After turning in our GitHub repository and the PowerPoint for our pitch we went out to eat dinner and as I was eating the great carbonara, I realized how tired I was. I can imagine the others felt the same way. We had some interesting conversations about our backgrounds, work, and the differences between life in Norway and Germany.

The finalists were announced at 15:00. We were thrilled to be among them but this also meant that we had to present our pitch. When we joined the meeting, Morten did a phenomenal job making sure everyone got that what we created was something special and that this idea has the potential to become something big.

We had to wait another hour or two before the final meeting in which the winning teams were announced. I could feel the tension when they started to read out the names. "The winner of the Bieruń challenge The Bills". At this point, I was wide awake. "The winner of the Rzeszów challenge is the Green City Initiative". The title of the slide changed to Setesdal + Stavanger.

"The winner of the Setesdal + Stavanger challenge is team Continua" That's us! We won!

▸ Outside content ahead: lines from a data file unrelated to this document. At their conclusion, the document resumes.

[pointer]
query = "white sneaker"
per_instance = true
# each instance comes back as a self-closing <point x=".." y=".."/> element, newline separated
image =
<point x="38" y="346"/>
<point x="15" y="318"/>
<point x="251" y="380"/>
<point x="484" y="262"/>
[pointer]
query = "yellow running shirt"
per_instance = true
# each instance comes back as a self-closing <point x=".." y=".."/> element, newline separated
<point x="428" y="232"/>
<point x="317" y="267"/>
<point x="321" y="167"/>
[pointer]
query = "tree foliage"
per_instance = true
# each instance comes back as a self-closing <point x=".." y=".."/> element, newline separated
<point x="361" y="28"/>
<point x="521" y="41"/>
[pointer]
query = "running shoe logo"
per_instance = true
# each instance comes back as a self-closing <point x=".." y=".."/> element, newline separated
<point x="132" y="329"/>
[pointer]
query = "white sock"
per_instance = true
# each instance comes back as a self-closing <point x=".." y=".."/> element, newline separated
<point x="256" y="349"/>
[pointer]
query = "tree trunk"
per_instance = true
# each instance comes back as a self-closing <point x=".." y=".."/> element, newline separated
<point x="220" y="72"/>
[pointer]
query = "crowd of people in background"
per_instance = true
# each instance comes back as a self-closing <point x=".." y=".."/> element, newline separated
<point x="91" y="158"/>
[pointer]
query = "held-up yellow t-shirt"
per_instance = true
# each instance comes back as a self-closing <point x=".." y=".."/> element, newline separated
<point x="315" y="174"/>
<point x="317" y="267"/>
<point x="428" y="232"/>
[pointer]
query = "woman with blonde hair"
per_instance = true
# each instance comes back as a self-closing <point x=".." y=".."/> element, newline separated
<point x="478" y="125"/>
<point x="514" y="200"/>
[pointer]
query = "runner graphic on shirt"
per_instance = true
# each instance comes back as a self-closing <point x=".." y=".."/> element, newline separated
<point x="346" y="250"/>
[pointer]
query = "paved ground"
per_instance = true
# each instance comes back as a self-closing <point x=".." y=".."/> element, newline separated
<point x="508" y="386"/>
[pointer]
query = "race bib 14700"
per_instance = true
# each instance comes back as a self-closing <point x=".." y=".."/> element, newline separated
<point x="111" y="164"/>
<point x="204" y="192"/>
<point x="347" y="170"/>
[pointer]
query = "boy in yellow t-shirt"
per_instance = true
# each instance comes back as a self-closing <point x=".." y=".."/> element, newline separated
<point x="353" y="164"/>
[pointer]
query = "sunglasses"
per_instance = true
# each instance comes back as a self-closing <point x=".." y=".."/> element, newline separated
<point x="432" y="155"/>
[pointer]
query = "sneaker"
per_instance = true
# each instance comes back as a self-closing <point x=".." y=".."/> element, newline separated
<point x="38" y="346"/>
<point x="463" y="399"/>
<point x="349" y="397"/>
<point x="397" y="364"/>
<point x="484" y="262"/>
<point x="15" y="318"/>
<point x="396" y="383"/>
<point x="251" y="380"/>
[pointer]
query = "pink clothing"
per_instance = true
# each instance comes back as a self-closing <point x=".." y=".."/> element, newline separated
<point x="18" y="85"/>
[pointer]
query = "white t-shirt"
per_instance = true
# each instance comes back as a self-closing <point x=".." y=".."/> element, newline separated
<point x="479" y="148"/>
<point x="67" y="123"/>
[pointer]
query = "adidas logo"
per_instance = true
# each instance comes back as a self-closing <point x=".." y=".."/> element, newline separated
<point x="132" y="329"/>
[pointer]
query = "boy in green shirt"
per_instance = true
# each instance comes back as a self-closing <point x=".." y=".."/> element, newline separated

Looking Ahead: Implementation Journey

In the coming months, we will turn our proof of concept into a working solution. As a team, we are more than motivated to push this project to great heights. We have until May 2024 when we will present the solution at the Nordic Edge Expo.

We are also here to stay. Everyone on Team Continua believes that our solution has the potential to minimize wasted fertilizer, improve water quality, and enable a new way of ecologically friendly farming. Morten finished our pitch with the words "Let's fix Hålandsvannet" but I believe we can fix much more.

Conclusion

I went into this as a blank page. I had never got around to doing a hackathon before so I did not know what to expect. This hackathon was everything I thought it could be and much more. I have a great time working together with this team of bright people, sprinting side by side for one weekend and continuing the work together.

This continues to be one of the best learning experiences I have had in my educational life. As I reflect on the weekend, I am filled with immense gratitude and admiration for my team members. Your dedication, expertise, and collaborative spirit were the driving forces behind our success, and I want to take a moment to express my heartfelt thanks.
Thank you all for the late nights, the brainstorming sessions, the shared laughs, and the unwavering commitment.